Regardless of the outcome, one of the narratives likely to emerge from the Court's decision next week will concern its partisan valence. This will be especially true, of course, if the Court splits 5-4 on predictable ideological lines, with the five Republican appointees voting to invalidate the minimum coverage provision and the four Democratic appointees voting to uphold it. But even other outcomes are likely to raise questions about how much the Court's decision--and perhaps judicial behavior more generally--is explainable in partisan terms.
Thus, it is perhaps useful at this point to step back and take stock of the ACA litigation as a whole. What that examination shows, I think, is that judicial voting patterns have been less correlated with judges' partisan affiliations than many presume. If we look at all the different issues that have come before the courts thus far, the partisan affiliation of a judge tells us little about he or she is likely to vote. If we look at the most contested issue, however--the constitutionality of the minimum coverage provision--then partisan affiliation is more predictive. Nonetheless, it has hardly been determinative.

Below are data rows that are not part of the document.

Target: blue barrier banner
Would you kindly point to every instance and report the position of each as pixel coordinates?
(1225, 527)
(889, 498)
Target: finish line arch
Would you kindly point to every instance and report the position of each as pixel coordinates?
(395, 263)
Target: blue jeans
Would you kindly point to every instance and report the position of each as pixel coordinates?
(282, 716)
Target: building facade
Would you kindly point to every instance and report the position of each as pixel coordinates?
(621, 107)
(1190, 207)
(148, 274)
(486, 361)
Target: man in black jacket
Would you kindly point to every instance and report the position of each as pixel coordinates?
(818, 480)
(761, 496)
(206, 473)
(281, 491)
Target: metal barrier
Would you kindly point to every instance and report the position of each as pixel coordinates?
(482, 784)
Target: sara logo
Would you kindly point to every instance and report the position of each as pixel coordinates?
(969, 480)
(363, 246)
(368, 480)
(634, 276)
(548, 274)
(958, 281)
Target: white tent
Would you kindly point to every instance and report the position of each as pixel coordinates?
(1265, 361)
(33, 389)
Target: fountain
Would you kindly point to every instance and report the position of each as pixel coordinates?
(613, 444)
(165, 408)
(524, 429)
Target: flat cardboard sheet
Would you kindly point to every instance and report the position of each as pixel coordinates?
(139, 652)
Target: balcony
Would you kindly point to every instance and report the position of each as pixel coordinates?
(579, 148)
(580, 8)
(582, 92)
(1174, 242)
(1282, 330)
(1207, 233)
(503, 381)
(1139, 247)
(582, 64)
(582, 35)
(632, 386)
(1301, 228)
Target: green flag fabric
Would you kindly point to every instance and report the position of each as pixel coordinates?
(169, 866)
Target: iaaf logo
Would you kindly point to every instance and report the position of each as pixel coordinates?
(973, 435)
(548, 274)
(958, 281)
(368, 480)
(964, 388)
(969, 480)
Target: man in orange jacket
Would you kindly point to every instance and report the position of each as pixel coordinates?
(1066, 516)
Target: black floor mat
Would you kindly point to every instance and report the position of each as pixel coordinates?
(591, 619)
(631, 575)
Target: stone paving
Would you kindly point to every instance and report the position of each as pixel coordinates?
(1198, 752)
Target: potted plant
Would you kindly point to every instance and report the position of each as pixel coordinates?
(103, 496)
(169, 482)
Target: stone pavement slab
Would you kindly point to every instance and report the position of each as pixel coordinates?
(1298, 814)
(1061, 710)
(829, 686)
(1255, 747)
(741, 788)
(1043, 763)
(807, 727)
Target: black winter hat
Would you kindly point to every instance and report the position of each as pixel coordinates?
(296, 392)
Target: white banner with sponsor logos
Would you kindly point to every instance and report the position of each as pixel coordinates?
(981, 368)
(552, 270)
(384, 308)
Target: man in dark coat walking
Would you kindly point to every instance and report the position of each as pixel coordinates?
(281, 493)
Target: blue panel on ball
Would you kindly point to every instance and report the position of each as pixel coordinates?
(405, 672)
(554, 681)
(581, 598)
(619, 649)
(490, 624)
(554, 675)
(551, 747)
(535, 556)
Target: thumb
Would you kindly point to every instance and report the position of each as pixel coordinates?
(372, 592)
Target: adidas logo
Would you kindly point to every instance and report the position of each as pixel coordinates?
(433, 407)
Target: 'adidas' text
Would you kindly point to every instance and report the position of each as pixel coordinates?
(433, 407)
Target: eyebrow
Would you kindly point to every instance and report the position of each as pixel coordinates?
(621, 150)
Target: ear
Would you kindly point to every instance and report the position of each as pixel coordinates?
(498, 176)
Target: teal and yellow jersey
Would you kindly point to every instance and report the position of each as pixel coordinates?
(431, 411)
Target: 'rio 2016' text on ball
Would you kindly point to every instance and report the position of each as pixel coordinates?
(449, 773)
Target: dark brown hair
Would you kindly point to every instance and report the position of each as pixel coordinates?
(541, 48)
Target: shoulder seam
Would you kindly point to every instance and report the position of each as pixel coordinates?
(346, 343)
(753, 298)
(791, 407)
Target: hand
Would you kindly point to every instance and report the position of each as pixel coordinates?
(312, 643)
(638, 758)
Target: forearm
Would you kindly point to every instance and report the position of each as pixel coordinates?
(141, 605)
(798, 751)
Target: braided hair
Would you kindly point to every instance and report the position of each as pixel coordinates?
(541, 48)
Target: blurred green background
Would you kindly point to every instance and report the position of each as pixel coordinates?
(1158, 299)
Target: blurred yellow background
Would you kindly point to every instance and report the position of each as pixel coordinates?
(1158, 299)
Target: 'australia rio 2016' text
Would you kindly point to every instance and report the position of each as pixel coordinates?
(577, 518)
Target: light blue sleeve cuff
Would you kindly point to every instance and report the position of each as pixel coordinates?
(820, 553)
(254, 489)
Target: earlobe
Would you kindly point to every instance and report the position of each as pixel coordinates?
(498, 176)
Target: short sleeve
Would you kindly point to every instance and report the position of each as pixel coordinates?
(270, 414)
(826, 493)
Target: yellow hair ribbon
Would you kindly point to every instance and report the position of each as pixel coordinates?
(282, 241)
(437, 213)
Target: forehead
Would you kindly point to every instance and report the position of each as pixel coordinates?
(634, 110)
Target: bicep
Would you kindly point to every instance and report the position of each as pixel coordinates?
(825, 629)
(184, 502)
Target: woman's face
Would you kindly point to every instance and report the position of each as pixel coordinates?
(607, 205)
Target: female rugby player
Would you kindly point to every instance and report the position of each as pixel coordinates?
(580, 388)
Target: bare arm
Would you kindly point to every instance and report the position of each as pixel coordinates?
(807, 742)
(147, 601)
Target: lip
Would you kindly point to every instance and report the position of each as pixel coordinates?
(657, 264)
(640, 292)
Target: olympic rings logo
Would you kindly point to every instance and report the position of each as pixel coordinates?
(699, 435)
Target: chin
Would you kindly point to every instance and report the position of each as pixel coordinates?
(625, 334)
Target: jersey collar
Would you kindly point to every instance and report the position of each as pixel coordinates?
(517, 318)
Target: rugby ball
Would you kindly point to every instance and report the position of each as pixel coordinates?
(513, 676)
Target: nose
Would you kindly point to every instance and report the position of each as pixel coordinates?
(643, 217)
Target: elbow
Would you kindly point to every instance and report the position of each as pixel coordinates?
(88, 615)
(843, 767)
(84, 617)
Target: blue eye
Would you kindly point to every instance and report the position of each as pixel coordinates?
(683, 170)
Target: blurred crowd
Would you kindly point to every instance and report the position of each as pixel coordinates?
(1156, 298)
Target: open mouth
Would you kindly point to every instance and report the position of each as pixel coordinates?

I am in the process of creating a data set that codes every judicial vote in every case challenging the legality of the ACA. I still have a ways to go, so these results are just preliminary (at best). Moreover, there are all sorts of contestable, discretionary coding decisions can can alter these results. (For example, there are lots of complications in determining what constitutes a discrete vote.) But with those caveats in mind, here are some figures to ponder:
* Overall, Republican Court of Appeals judges have cast 31 distinct votes in ACA cases. Eighteen of those votes (58%) have been against the party challenging the ACA. (This figure counts Judge Stanley Marcus as a Republican, although he was appointed to the Eleventh Circuit by President Clinton. He was appointed to the District Court by President Reagan. It also counts Judge Richard Tallman as a Republican, also appointed by President Clinton, but as part of a political compromise.)
* Overall, Democratic Court of Appeals judges have cast 21 distinct votes in ACA cases. Fourteen of those votes (67%) have been against the party challenging the ACA.
* Every single federal judge to have confronted the question--eight Republicans and two Democrats--has agreed on the taxing power question (i.e., that the minimum coverage provision cannot be justified on this ground).
* Even as to whether the minimum coverage provision exceeds Congress's authority to regulate interstate commerce, a judge's partisan affiliation has not been predictive. Among Republicans, two circuit judges (Dubina and Graham, a district judge sitting by designation) have voted to invalidate it, while three (Silberman, Sutton, and Marcus) have voted to uphold it. Among Democrats, one (Hull) has voted to invalidate it and three (Martin, Edwards, and Davis) have voted to uphold it. Even if we instead count Marcus as a Democrat, partisan affiliation does not seem to hold too much explanatory power.
This is not to say that a judge's partisan affiliation is somehow irrelevant. Rather, the point is that this litigation has involved scores of questions, and as to most of them, the law has been sufficiently clear that judges of all ideological stripes have agreed on the outcome. To the extent there appears to be a partisan split, it is with respect to the most contested, ideologically controversial question, and one on which most now agree the law is hardly clear.
And this is roughly what most students of judicial behavior would predict. In the vast bulk of legal controversies to reach the federal court, there is no predictable difference between the behavior of Republican-appointed and Democratic-appointed judges. But on highly salient, ideologically charged issues, matters are a bit different--but perhaps not as different as many suppose. The biggest difference is at the Supreme Court, where the issues are often highly charged, and the issues are pre-selected based on their lack of any clear legal answer.